A patient-level meta-analysis combining the two RCTs further assessed the signals of increased ischemic stroke in the WATCHMAN™ (n = 732) arm as compared with in the warfarin arm (n = 382).8 The meta-analysis results were unsurprisingly similar to the results of the 3.8-year follow-up of the PROTECT AF trial, which provided the majority of patient data. At a mean follow-up of four years, the pooled primary composite endpoint met noninferiority. Participants in the device arm had higher rates of ischemic stroke and SE (45/732; 6.1% versus 14/382; 3.6%), but the difference was not statistically significant. The difference in hemorrhagic stroke was, however, significant in a manner that favored the device arm (5/732; 0.6% versus 13/382; 3.4%; p = 0.002). Notably, the hemorrhagic stroke events were driven entirely by PROTECT AF; thus, the concerns about the hemorrhagic stroke signal raised by the FDA still apply here.11 In addition, there were significant differences in disabling stroke (1.8% versus 3.9%; p = 0.03) and all-cause mortality (14.5% versus 19.1%; p = 0.02), driven by the difference in fatal hemorrhagic stroke in PROTECT AF, as well as in nonprocedural major bleeds (6.5% versus 13.3%; p = 0.003), respectively, favoring the device.

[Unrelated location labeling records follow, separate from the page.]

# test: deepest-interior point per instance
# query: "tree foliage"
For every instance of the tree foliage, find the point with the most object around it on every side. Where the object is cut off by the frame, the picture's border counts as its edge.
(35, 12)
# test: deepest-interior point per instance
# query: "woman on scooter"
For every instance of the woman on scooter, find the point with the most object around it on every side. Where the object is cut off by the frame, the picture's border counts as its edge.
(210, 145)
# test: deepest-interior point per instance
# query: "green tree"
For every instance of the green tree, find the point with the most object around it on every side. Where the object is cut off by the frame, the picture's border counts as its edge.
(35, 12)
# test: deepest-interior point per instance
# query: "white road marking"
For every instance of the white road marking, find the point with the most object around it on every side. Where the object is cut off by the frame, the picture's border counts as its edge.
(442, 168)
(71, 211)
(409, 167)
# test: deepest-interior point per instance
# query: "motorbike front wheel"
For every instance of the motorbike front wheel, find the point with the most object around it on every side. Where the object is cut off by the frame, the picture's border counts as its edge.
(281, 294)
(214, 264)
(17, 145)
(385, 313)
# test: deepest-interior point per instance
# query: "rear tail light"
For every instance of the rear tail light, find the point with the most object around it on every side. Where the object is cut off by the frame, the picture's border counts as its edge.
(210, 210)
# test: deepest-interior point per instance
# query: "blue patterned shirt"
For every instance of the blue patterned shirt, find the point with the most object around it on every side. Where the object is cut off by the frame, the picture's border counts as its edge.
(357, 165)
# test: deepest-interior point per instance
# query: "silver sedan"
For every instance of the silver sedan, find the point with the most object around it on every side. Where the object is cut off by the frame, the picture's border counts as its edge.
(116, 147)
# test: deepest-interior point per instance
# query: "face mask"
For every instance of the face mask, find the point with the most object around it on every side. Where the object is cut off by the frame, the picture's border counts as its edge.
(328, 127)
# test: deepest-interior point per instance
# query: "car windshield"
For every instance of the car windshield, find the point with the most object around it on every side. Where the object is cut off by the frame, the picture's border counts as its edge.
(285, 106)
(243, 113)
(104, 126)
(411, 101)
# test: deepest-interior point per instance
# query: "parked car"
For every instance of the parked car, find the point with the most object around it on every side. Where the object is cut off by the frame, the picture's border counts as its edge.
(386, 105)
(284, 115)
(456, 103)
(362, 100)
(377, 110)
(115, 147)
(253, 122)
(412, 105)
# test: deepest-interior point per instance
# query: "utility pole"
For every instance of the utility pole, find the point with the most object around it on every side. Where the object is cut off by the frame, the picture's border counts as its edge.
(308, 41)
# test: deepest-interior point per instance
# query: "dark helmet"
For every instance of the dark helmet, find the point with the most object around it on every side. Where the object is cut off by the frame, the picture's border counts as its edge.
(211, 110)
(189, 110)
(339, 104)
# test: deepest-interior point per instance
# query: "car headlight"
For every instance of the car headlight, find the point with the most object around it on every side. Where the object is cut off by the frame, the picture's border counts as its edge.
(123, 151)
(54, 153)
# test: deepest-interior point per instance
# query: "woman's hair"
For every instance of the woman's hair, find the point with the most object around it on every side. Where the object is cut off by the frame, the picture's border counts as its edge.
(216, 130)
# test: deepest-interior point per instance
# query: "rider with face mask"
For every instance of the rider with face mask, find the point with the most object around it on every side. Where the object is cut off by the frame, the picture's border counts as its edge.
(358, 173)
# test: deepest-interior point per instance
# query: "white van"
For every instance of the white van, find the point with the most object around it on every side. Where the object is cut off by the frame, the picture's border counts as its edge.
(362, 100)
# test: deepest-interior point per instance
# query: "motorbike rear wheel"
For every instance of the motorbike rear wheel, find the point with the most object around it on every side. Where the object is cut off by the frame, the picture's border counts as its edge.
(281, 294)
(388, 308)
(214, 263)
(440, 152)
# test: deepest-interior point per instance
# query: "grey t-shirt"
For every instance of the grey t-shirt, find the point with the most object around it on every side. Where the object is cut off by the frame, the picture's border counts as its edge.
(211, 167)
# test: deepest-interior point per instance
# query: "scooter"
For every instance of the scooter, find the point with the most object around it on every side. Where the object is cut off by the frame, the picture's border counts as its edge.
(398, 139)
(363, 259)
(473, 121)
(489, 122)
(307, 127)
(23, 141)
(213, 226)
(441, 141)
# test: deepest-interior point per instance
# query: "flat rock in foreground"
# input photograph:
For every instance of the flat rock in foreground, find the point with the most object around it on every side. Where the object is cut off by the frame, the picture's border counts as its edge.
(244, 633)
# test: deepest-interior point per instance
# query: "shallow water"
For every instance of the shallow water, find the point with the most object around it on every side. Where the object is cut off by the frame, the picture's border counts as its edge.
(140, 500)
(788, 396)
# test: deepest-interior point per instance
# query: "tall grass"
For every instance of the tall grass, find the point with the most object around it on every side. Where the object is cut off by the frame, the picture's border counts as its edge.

When including procedural bleeding, major bleeds were similar between the groups.17,19,20

Despite the signal toward increased ischemic stroke/SE with use of the WATCHMAN™ device (Boston Scientific Corp., Natick, MA, USA), PREVAIL was not powered to demonstrate individual efficacy endpoints and the meta-analysis did not show a statistical difference. The prime directive for PREVAIL was to satisfy the safety concerns raised in PROTECT AF, which it successfully did; specifically, the composite of early procedure-related complications decreased to 4.2% in PREVAIL.6 This improvement and the totality of data from the RCTs was sufficiently convincing enough that the third FDA panel voted in favor of approval for the WATCHMAN™ device (Boston Scientific Corp., Natick, MA, USA) in March 2015 and the Centers for Medicare and Medicaid Services subsequently agreed to pay for the procedure.21 The most frequent serious complication seen in PROTECT AF, cardiac tamponade, improved from a rate of 4.3% in PROTECT AF to 1.9% in PREVAIL and then to 1.02% in safety monitoring data following FDA approval of the device.5,6,10,22 The rates of procedure-related stroke (0.18%), device embolization (0.25%), and procedure-related mortality (0.06%) also improved significantly.10,17,19,20 It was clear that increased experience and training preparation improved procedural risks.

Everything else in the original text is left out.